Our goals today
- Define generative AI, how it works, and what its implications are for higher ed and professions.
- Discuss foundational GenAI ethical issues, including academic integrity/authenticity, intellectual property, bias mitigation, and privacy.
- Develop skills in effective 'prompt engineering' and learn what tools are available at IU (as well as current suggested best practices for GenAI use).
- Explore practical examples and techniques for incorporating GenAI into teaching and learning, focusing on innovation, efficiency, and ethical considerations.
- Consider how to plan to help students engage with GenAI ethically and effectively, ensuring they understand both the opportunities and the responsibilities that come with using these tools in their academic and professional lives.

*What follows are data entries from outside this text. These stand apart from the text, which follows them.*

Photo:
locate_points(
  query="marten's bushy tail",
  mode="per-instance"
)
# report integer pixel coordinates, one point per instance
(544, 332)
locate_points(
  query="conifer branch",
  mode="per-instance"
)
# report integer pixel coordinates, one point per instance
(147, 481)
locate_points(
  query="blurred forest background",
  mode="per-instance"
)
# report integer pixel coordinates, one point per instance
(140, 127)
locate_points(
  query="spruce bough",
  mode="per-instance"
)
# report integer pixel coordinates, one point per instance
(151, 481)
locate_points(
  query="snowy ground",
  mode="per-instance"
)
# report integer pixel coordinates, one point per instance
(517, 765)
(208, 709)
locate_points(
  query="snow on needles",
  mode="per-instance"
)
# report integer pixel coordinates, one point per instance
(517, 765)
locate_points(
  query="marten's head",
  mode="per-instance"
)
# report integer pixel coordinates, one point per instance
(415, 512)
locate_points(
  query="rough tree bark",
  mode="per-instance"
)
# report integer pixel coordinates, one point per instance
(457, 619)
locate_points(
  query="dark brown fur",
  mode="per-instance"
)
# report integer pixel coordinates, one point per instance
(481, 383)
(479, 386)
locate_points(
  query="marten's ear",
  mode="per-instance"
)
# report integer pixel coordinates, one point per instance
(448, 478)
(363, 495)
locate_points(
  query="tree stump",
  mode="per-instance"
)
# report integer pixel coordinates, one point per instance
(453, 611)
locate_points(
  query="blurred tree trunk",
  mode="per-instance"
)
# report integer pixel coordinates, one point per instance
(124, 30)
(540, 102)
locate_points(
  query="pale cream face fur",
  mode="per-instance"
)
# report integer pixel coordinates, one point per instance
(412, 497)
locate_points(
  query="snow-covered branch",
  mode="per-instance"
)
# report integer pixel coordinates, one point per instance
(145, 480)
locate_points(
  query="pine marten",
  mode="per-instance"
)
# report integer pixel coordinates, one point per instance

Introduction to Generative AI
What is Generative AI? It’s part of a subset of artificial intelligence that can create new data – like text and images – based on patterns it has learned from the large sets of existing data on which it is trained. Chatbots like OpenAI's ChatGPT, Microsoft Copilot, Google Gemini, and Anthropic Claude are large-language models that essentially predict the next word or set of words in response to a prompt. They work by analyzing vast amounts of text data to understand context, grammar, and semantics, allowing them to generate coherent and contextually appropriate responses. These models learn from a wide range of sources, including books, articles, and websites, to develop an extensive understanding of language patterns. In essence, they function as 'autocomplete on steroids,' capable of generating human-like text that is useful in various applications, from answering questions and drafting emails to creating educational content and simulating conversations.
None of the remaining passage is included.